"L’origine du nouveau monde"

L’an 300 AC (Après le confinement)

Alors qu’elle allait rendre son dernier souffle, la droïde 452 demanda à ce que toutes ses sœurs se réunissent autour d’elle. Le temps était venu pour elle de révéler la vérité qu’ à son tour sa mentore, la droïde 450, lui avait partagée 150 ans auparavant sur son lit de mort, après lui avoir fait promettre de ne rien révéler avant le moment fatidique. Et ce moment semblait être venu…

Alors qu’elle se redressait péniblement sur ses boulons, elle prit une grande inspiration pour gonfler sa cage thoracique de métal. La droïde 612, s’approcha d’elle et souleva légèrement sa tête pour l’aider à laper 2, 3 cuillerées d’huile. Elle se sentait ravigotée, mais savait aussi que, malgré ce boost d’énergie, elle allait très rapidement avoir les batteries à plat. Elle devait se lancer : c’était maintenant ou jamais.

C’est donc tout d’une traite qu’elle raconta l’origine de leur monde… Ce monde où seules les droïdes femmes circulaient et gouvernaient. Un monde exempt de droïdes mâles, de leurs concours de testostérone, de leurs guéguerres inutiles pour imposer leur vérité et asseoir leur autorité. Un monde où toutes étaient traitées d’égales à égales, jugées sur leur compétences et non sur leur apparence physique, un monde en somme très différent de celui qui les avaient précédées et qu’aucune d’entre elle n’avait connu. Mais là n’était pas le plus important du message que la droïde 452 voulait transmettre.

Pour que tout cela fut possible, leurs ancêtres, les grandes prêtresses, avaient dû prendre des décisions, certaines parfois radicales. La création d’un virus a notamment fait partie de ces dernières. Bien qu’inoffensif aujourd’hui, le virus créé à l’époque était extrêmement virulent et a même conduit à l’extinction de toute une civilisation. Les autorités de naguère n’avaient encore jamais pu se mesurer à la détermination des grandes prêtresses de supprimer ceux qu’entre elles, elles appelaient « les cafards ». Elles étaient en effet prêtes à tout pour éradiquer cette espèce pitoyable, ridicule et sans intelligence aucune. Et cela s’est avéré plus facile qu’elles le pensaient.
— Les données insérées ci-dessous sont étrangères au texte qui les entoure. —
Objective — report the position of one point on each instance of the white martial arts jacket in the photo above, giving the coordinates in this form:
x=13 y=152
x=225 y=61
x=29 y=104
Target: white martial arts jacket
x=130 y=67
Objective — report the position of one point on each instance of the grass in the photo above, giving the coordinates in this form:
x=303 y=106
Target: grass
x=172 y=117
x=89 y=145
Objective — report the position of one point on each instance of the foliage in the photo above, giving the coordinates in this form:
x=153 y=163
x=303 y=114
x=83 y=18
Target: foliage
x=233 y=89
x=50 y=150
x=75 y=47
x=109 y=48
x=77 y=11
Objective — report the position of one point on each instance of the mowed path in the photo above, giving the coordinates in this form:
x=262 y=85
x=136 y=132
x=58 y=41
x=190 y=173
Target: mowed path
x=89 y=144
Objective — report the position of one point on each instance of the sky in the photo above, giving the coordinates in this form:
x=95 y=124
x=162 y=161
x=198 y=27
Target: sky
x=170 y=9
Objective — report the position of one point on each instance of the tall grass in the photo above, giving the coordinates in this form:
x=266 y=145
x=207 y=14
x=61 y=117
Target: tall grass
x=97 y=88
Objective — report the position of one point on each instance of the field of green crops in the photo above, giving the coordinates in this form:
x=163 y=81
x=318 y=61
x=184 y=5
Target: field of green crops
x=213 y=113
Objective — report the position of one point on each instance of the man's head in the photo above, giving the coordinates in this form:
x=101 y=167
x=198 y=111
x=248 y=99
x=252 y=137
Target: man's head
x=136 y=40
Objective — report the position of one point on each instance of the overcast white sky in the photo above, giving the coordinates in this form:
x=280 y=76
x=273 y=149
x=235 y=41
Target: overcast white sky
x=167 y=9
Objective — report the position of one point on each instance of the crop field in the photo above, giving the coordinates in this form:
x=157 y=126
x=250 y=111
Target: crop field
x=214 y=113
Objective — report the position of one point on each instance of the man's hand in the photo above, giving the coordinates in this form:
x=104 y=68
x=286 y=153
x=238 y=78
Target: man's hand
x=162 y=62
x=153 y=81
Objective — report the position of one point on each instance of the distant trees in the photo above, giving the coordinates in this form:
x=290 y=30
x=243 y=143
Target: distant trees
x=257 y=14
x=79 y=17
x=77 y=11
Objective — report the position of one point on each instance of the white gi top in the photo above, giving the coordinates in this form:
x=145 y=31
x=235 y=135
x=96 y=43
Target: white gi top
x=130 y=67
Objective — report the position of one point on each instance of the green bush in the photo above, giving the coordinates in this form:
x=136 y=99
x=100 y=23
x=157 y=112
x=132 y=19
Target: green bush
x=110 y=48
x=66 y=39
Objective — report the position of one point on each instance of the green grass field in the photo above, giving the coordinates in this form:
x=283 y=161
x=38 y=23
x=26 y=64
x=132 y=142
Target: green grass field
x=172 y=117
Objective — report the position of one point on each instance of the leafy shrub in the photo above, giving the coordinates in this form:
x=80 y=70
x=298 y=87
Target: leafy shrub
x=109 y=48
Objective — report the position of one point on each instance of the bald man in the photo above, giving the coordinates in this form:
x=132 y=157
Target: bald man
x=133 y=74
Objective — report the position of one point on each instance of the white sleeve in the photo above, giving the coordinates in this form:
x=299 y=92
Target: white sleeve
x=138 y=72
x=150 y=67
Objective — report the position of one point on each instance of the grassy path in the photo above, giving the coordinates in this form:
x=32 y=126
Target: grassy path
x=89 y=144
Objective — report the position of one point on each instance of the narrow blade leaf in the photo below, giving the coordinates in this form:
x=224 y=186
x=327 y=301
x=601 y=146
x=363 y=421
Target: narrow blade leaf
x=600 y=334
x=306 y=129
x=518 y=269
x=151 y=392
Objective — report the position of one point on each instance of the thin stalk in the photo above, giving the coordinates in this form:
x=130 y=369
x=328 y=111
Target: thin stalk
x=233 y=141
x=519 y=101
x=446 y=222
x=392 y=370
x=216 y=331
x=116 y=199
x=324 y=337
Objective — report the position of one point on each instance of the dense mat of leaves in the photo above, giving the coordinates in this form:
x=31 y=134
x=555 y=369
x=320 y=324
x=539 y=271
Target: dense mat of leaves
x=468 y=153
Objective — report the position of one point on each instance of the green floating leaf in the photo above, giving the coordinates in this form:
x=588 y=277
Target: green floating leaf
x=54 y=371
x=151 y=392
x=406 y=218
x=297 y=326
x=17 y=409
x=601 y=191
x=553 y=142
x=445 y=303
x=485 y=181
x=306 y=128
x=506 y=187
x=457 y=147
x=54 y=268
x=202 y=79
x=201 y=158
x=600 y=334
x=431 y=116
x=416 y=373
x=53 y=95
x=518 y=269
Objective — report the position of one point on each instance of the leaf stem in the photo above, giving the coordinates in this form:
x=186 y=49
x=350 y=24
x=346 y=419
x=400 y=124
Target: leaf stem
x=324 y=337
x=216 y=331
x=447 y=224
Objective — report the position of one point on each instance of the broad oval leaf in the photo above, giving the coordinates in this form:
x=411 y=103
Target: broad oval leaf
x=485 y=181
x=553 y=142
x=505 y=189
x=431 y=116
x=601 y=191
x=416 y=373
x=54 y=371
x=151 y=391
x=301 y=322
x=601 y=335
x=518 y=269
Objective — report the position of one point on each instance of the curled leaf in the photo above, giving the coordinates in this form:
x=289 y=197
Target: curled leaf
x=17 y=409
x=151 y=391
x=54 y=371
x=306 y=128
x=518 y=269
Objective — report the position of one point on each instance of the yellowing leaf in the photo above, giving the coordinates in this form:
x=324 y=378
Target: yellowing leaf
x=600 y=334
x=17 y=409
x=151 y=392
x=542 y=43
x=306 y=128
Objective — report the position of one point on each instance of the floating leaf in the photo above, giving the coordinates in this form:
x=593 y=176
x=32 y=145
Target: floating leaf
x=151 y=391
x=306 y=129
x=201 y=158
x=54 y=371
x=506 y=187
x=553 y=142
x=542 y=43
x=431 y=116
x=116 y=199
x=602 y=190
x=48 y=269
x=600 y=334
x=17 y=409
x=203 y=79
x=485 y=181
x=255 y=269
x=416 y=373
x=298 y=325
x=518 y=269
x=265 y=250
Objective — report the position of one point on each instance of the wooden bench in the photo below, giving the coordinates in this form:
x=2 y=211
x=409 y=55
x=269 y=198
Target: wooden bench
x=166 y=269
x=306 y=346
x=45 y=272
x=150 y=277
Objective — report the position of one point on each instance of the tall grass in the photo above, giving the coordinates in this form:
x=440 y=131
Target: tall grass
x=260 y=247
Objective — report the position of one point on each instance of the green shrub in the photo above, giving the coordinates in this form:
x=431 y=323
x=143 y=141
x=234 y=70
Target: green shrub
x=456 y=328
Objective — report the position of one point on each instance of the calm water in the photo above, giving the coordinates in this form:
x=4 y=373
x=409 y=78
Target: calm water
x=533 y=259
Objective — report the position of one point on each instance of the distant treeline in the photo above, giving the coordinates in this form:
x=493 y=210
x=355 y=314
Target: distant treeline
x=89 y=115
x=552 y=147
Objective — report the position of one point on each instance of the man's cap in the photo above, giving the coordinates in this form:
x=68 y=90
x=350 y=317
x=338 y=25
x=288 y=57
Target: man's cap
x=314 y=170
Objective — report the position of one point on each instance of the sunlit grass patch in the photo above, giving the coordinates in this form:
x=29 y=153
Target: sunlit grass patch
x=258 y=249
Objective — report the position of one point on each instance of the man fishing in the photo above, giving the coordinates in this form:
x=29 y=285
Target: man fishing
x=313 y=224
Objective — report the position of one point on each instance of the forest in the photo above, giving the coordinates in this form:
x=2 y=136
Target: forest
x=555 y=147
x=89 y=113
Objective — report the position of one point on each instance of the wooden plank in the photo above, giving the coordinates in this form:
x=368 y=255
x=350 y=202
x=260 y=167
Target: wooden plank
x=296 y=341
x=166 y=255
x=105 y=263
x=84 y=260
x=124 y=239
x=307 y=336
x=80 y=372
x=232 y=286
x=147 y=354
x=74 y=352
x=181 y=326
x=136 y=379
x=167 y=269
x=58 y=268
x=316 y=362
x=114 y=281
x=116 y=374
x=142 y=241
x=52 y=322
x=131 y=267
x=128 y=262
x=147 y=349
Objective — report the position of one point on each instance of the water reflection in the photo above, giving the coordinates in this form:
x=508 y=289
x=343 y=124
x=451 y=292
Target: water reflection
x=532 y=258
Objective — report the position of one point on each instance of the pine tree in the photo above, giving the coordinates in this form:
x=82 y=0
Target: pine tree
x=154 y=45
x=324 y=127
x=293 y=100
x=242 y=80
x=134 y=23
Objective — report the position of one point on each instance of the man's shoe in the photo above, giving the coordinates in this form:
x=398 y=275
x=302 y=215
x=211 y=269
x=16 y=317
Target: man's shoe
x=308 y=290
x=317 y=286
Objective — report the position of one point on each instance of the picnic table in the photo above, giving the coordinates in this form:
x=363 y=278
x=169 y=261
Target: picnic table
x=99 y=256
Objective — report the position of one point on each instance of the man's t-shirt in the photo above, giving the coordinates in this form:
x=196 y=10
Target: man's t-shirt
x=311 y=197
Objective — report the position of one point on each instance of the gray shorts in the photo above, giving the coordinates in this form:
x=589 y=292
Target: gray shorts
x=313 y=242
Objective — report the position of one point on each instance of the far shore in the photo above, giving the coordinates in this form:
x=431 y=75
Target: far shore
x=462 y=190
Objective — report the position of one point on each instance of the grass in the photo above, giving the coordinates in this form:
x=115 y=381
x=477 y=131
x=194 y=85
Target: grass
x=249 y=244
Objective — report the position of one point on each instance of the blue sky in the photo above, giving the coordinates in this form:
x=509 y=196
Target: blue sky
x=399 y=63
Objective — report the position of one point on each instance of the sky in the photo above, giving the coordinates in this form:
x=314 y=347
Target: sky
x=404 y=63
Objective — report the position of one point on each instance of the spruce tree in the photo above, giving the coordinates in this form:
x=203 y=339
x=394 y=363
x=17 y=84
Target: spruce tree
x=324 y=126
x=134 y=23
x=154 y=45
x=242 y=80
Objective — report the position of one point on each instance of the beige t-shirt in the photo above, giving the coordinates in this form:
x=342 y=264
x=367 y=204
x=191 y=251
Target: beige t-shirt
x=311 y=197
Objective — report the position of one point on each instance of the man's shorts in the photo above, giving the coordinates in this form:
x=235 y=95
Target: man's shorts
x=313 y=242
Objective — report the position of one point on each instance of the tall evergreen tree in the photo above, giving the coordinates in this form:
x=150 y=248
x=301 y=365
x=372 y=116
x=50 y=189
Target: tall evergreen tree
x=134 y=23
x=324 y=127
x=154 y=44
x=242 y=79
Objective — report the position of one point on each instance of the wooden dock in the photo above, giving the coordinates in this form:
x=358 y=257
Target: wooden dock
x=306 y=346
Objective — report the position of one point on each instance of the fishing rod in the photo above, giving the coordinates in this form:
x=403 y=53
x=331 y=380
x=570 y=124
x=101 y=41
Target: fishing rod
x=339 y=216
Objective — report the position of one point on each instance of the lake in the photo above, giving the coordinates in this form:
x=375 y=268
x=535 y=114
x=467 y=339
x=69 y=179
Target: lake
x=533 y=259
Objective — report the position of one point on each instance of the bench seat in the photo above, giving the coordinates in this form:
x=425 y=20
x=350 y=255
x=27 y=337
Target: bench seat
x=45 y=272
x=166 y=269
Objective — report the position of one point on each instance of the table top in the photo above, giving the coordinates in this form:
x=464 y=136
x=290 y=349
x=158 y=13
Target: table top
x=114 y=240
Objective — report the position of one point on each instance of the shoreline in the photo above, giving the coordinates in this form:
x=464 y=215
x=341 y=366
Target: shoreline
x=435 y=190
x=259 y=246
Alors que le virus se propageait très facilement d’êtres humains en êtres humains, il était demandé aux habitants de la Terre de rester cloîtrés chez eux pour éviter ce que les scientifiques qualifiaient alors de pandémie. Seulement, c’était mal connaître les cafards et leur sentiment de toute-puissance absolue. Le cafard a pour caractéristique de ne pas supporter les interdits, il prend d’ailleurs un malin plaisir à les braver. C’est une question de principes voyez-vous, ou plutôt de… testostérone, expliqua malicieusement la droïde 452.

Des millions de cafards ont donc pris le parti de se réunir et d’éructer ensemble en se tapant sur leurs torses velus. Observant ce spectacle navrant, les grandes prêtresses ne pouvaient que se réjouir de la fin imminente de cette bande d’ignares, même si cela devait également signifier la disparition d’êtres moins idiots, voire de créatures à l’intelligence supérieure comme elles. Il faut parfois faire table rase du passé pour pouvoir repartir à zéro et donner une chance aux générations futures. Et puis, les grandes prêtresses savaient pertinemment bien qu’un organisme doté d’une intelligence supérieure arriverait à recréer de la matière et à prendre vie sous quelque forme que ce soit, tandis que le monde serait débarrassé des plus néfastes.

« Et ainsi fut-il ». En prononçant ces quelques mots, la droïde 452 savait que sa fin était également très proche. Elle eut à peine le temps de sourire à ses sœurs que son âme de droïde s’éteignit dans un dernier râle.

Toutes les droïdes qui l’entouraient se regardaient hébétées, mais soulagées de connaître enfin l’origine de leur existence. Elles rendirent un dernier hommage à leur sœur, qui semblait maintenant apaisée par le devoir accompli.